Aortic isthmus flow:
Aortic isthmus is the part of aorta, just beyond the origin of
brachiocephalic trunk. This flow is usually a continuous positive flow with
high velocity. Abnormality of this flow occurs about 2-3 weeks before he
changes of hypoxia are seen in ductus venosus. Abnormal ductus venosus flow
indicates high morbidity and mortality of the fetus. And therefore if delivery
of the fetus is done after ductus venosus flow becomes abnormal he chances of
fetal survival is very low. Therefore if the delivery can be done before this
stage fetal survival and chances of its well being can be improved
significantly. But at the same time fetus should not be delivered too early, to
prevent risks of prematurity. Abnormal aortic isthmus flow is therefore found
to be an important sign to decide the time of delivery.

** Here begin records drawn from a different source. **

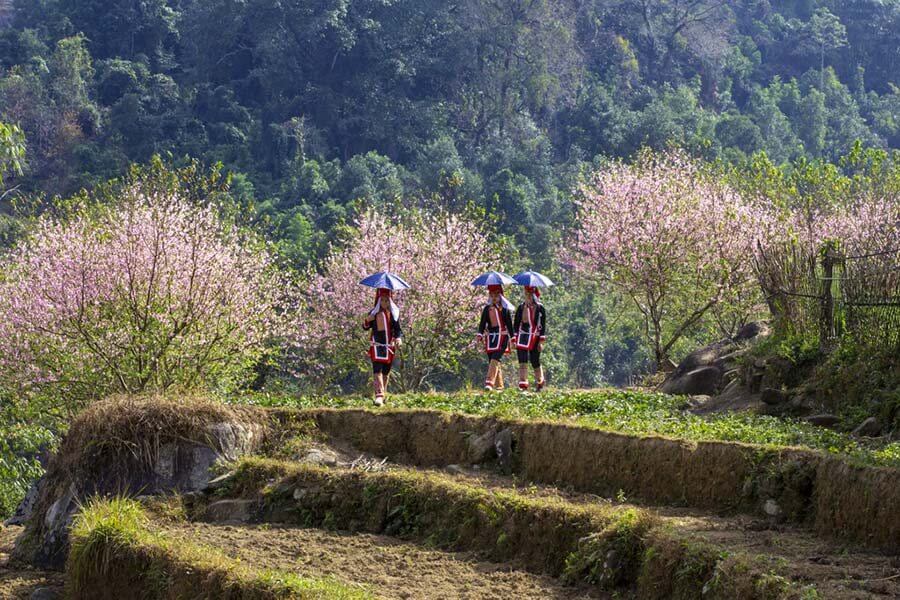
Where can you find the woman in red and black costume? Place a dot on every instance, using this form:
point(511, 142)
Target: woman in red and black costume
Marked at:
point(494, 330)
point(384, 322)
point(530, 326)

Obstetric management depending of Doppler findings:
IUGR with normal
heamodynamic profile: No immediate action and repeat Doppler and BPP every 2
weeks.
IUGR with heamodynamic
redistribution 32-34 weeks: early stage of centralization, Doppler and BPP
monitoring. With latte stage of centralization, termination of pregnancy.
If IUGR with heamodynamic
redistribution is seen between 28-32 weeks, termination of pregnancy with
advanced and terminal stages of centralization but expectant management with
early stage of centralization with Doppler and PVV monitoring every 5 days.
Same is true for the
gestational age of<28 weeks. All chances are taken to allow the pregnancy to
reach 30 weeks.
It must be remembered that
as long as he fetal growth and the umbilical artery indices are normal, no further
heamodynamic study is required and Doppler findings must be evaluated in
conjunction with gestational age, fetal weight, liquor, biophysical profile,
fetal activity, CTG.
It is essential to know that the abnormal Doppler findings
correlate well with the onset of abnormal heart rate patterns. Fetal hypoxemia
is always reflected by reduced heart rate variation and heart rate
decelerations10. Fetal academia reliably presents as very short term
and low value variations in FHR, and precedes intrauterine death which
corresponds with the increased ductus venosus PI, especially before 32 weeks
and indicate more acute changes in the degree of abnormality. Delivery must be
considered if one of these parameters are persistently abnormal (Hecher et al)11.